Split-Aperture 2-in-1 Computational Cameras
Split-aperture 2-in-1 computational cameras simultaneously capture optically coded and conventional images without increasing the camera size. By splitting the aperture, we modulate one half with a diffractive optical element (DOE) for encoding, while the other half remains unmodulated. Using a dual-pixel sensor, our camera separates the wavefronts, retaining high-frequency content and enabling single-shot high-dynamic-range, hyperspectral, and depth imaging, outperforming existing coded or uncoded methods.
Conventional cameras, while ubiquitous, capture only intensity, whereas computational cameras with co-designed optics and algorithms enable snapshot advanced imaging capabilities like high dynamic range recovery, depth estimation, and hyperspectral imaging. However, optical encoding also brings challenging inverse reconstruction problems, often reducing overall photographic quality and being applicable only in specialized applications.
In this work, we combine these two optical systems in a single camera by splitting the aperture: one half applies application-specific modulation using a diffractive optical element, and the other captures a conventional image. This co-design with a dual-pixel sensor allows simultaneous capture of coded and uncoded images — without increasing physical or computational footprint.
Split-Aperture 2-in-1 Computational Cameras.
Split-Aperture 2-in-1 Computational Cameras
Zheng Shi, Ilya Chugunov, Mario Bijelic, Geoffroi Côté, Jiwoon Yeom,
Qiang Fu, Hadi Amata, Wolfgang Heidrich, Felix Heide
SIGGRAPH 2024
2-in-1 Cameras: Versatility Meets Novel Imaging Modalities
Conventional cameras are highly versatile but are primarily designed to capture a perfect image, independently of the domain—be that imaging for display or imaging for the input of a downstream object detector. As the result, their captures are often not optimal for specific tasks. Over the past twenty years, researchers have explored computational cameras that integrate optics and computational models for specific tasks. These cameras, optimized for particular applications, promise to significantly enhance the functionality of traditional general-purpose camera systems. Despite their demonstrated potential, computational cameras remain limited to niche uses like microscopy due to the ill-posed nature of the reconstruction problem, complicating signal extraction amidst sensor and photon noise and often leading to artifacts absent in traditional systems.
In this work, we tackle these challenges by leveraging mature dual pixel sensor technology, split the aperture in half to capture both conventional and coded images at the same time!
Dual-Pixel Sensing
Increasingly prevalent in DSLRs and smartphones, e.g., Samsung 50MP ISOCELL GN2, for enhanced autofocus, dual-pixel sensors feature two photodiodes per pixel, each capturing light from one half of the aperture independently. A microlens on each pixel ensures this division, creating a system akin to a miniaturized two-sample light field camera or a stereo system with an extremely small baseline.
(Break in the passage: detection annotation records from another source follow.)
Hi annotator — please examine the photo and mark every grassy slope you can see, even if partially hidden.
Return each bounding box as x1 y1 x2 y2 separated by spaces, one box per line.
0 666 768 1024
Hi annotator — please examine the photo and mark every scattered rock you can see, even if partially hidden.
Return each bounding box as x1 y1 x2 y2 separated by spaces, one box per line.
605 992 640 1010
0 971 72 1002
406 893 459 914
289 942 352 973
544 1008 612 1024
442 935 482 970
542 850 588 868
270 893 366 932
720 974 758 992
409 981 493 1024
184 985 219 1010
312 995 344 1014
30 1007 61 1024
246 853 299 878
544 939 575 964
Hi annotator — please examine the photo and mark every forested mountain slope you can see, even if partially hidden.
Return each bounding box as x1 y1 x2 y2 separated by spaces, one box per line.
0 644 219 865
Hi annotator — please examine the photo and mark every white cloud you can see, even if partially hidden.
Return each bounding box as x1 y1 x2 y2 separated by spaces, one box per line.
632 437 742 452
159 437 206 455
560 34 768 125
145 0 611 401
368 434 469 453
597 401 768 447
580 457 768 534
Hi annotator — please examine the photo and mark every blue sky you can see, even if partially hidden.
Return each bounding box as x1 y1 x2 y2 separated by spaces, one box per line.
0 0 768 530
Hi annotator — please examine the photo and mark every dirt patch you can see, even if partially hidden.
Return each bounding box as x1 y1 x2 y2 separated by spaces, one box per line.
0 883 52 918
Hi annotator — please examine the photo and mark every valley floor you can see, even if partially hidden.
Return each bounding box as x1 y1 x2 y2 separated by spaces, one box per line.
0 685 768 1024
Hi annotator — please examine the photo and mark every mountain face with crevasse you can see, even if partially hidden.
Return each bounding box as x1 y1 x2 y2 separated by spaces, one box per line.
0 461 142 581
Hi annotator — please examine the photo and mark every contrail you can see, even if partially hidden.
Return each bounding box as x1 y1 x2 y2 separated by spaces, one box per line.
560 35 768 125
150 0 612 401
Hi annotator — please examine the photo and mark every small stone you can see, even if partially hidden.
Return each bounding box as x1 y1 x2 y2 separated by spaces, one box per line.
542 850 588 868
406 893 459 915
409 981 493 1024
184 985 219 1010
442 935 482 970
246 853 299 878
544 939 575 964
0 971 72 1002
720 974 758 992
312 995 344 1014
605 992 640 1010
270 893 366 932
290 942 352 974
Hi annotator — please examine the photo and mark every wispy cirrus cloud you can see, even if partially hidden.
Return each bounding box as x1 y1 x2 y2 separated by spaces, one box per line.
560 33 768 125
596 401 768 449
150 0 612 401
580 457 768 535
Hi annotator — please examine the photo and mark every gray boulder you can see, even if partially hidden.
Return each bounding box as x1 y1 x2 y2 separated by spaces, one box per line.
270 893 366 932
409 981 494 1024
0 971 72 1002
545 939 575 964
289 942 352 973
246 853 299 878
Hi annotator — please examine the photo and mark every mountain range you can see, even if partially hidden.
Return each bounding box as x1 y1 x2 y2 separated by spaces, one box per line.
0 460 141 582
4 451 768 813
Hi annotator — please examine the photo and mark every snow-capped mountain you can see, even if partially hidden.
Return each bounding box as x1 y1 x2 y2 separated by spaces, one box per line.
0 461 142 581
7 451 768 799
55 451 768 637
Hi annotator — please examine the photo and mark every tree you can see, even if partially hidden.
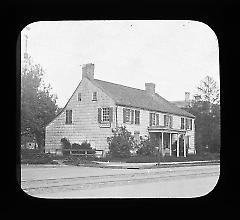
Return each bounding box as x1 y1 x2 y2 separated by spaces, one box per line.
185 76 221 152
107 127 134 158
197 76 220 104
21 57 58 150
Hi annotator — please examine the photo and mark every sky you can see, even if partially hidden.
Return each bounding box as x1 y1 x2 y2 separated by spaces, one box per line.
21 20 220 107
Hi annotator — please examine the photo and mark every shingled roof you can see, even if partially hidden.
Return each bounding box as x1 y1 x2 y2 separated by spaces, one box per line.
91 79 195 118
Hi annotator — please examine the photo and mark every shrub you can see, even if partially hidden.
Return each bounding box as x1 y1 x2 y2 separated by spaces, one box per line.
107 126 134 158
81 141 92 150
21 149 41 159
72 143 81 150
61 138 71 156
137 138 158 156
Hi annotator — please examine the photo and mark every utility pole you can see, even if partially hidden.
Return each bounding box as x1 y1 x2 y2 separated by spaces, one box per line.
24 27 30 60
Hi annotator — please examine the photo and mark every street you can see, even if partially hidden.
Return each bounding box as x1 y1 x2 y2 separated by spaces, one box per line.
21 164 220 198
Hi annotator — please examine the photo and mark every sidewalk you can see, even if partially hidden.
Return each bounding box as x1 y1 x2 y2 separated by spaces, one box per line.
93 160 220 169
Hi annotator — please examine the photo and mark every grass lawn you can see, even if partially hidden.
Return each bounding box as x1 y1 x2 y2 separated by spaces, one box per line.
21 152 220 166
93 153 220 163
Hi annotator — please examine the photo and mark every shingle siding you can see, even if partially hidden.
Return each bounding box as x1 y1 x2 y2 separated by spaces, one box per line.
45 78 115 152
45 75 195 156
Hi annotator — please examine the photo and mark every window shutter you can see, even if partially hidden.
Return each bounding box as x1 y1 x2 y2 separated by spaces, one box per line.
169 115 173 128
109 107 113 122
137 111 140 125
156 114 159 126
98 108 102 123
123 108 126 123
69 110 72 124
131 110 134 124
164 115 167 126
66 110 68 124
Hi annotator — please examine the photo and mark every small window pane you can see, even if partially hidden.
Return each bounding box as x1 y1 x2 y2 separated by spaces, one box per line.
92 92 97 101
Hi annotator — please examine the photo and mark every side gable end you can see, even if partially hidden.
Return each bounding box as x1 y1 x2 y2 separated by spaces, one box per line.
45 78 115 128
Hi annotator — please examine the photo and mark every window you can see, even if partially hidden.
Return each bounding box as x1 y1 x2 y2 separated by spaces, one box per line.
134 131 140 141
135 110 140 125
78 93 82 102
186 118 192 130
156 114 159 126
92 92 97 101
98 107 113 123
181 118 185 129
123 108 130 123
150 113 156 126
164 115 169 127
102 108 109 122
169 115 173 128
66 110 72 124
123 108 140 124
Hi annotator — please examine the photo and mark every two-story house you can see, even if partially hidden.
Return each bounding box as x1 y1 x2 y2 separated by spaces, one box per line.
45 63 195 156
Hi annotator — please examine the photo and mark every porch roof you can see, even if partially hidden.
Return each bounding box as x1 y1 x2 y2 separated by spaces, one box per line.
148 126 186 134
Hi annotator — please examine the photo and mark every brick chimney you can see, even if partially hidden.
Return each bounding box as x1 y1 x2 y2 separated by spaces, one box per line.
185 92 190 102
145 83 155 95
82 63 94 80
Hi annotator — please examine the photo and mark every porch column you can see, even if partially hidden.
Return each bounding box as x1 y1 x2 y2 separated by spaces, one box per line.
169 133 172 156
177 134 179 157
183 135 187 157
161 132 164 155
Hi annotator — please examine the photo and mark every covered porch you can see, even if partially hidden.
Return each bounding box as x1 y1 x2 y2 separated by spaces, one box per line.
148 128 189 157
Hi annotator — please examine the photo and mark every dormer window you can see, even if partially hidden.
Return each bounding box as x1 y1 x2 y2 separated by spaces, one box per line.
78 93 82 102
92 92 97 101
66 110 72 124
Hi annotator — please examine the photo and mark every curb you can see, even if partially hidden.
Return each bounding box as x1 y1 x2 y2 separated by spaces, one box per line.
93 160 220 169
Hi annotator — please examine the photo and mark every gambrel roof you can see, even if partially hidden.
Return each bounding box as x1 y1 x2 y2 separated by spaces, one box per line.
91 79 195 118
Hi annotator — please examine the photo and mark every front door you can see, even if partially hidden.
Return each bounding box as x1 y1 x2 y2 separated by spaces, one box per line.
179 135 184 156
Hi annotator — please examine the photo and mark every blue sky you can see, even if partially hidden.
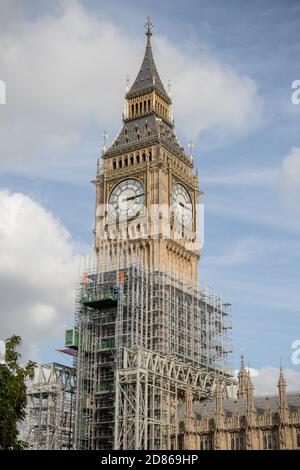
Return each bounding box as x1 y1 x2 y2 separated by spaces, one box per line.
0 0 300 388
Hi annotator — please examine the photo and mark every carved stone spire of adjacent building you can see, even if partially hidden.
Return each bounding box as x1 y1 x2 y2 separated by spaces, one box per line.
237 354 248 398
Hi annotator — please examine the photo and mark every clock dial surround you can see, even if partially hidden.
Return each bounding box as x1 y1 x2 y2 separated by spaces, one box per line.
172 183 193 226
108 179 145 220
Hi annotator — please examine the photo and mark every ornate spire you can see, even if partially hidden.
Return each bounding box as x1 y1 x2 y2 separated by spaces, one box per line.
277 366 288 422
145 16 153 37
126 17 171 104
215 380 224 418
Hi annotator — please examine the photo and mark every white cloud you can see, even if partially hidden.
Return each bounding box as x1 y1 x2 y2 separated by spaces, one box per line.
0 190 78 354
235 366 300 395
0 1 261 177
204 237 300 266
282 147 300 210
157 39 262 138
204 168 280 188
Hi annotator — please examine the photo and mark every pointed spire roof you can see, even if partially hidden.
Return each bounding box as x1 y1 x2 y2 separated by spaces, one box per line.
126 17 171 104
277 366 286 387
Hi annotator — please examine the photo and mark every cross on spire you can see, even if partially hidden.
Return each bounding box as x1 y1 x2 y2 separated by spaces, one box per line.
188 140 194 157
145 16 153 37
102 131 108 152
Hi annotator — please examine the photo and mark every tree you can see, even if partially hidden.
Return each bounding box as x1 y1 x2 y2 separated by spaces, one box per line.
0 335 36 449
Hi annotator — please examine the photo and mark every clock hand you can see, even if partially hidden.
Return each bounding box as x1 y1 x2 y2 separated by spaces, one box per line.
123 193 145 201
179 202 191 211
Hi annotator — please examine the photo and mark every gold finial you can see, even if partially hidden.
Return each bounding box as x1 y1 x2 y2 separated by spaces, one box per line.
102 131 108 153
168 80 171 96
145 16 153 37
188 140 194 158
126 75 130 93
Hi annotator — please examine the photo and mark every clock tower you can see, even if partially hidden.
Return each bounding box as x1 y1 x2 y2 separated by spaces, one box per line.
95 20 200 284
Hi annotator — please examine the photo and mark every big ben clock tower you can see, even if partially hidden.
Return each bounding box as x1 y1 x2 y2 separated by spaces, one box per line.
74 20 231 450
95 19 200 284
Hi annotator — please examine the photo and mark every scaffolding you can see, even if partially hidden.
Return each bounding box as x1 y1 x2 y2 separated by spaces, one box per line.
74 247 232 449
24 363 76 450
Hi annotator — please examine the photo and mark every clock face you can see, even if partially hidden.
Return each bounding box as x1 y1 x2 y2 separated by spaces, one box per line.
172 183 193 225
108 179 145 220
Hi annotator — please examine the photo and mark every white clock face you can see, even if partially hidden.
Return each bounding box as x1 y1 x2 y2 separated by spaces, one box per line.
172 183 193 225
108 179 145 220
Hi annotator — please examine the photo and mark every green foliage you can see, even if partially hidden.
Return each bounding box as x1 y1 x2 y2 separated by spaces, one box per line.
0 335 36 449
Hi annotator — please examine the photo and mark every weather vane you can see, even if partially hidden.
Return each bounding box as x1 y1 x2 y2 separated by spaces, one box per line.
145 16 153 36
126 75 130 92
102 131 108 153
168 80 171 96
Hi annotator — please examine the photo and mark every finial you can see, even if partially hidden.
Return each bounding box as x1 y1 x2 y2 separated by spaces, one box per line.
145 16 153 38
102 131 108 153
188 140 194 158
126 75 130 93
241 353 245 369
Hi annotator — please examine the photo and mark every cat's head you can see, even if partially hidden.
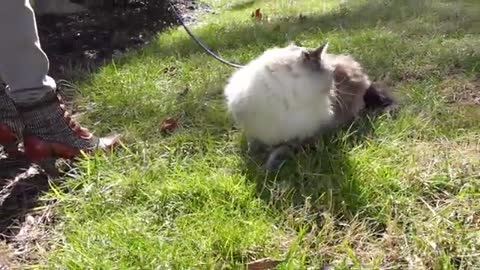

This dual-pixel split applies to every color channel, ensuring that both captures retain full-color information, effectively splitting the color filter array (CFA) into two separate CFAs.
Experimental Prototype
We devised an experimental prototype, shown in (a), to evaluate the proposed method. The fabricated DOEs, shown in (c), are manufactured based on the phase profiles designed for each application, as shown in (d), utilizing a 16-level photolithography process. While this DOE is designed to be in the aperture plane of the target camera configuration, we opt to design and 3D print a DOE holder (b) to position the DOE adjacent to the lens cover glass, circumventing the need to dissect a commercial multi-element compound lens.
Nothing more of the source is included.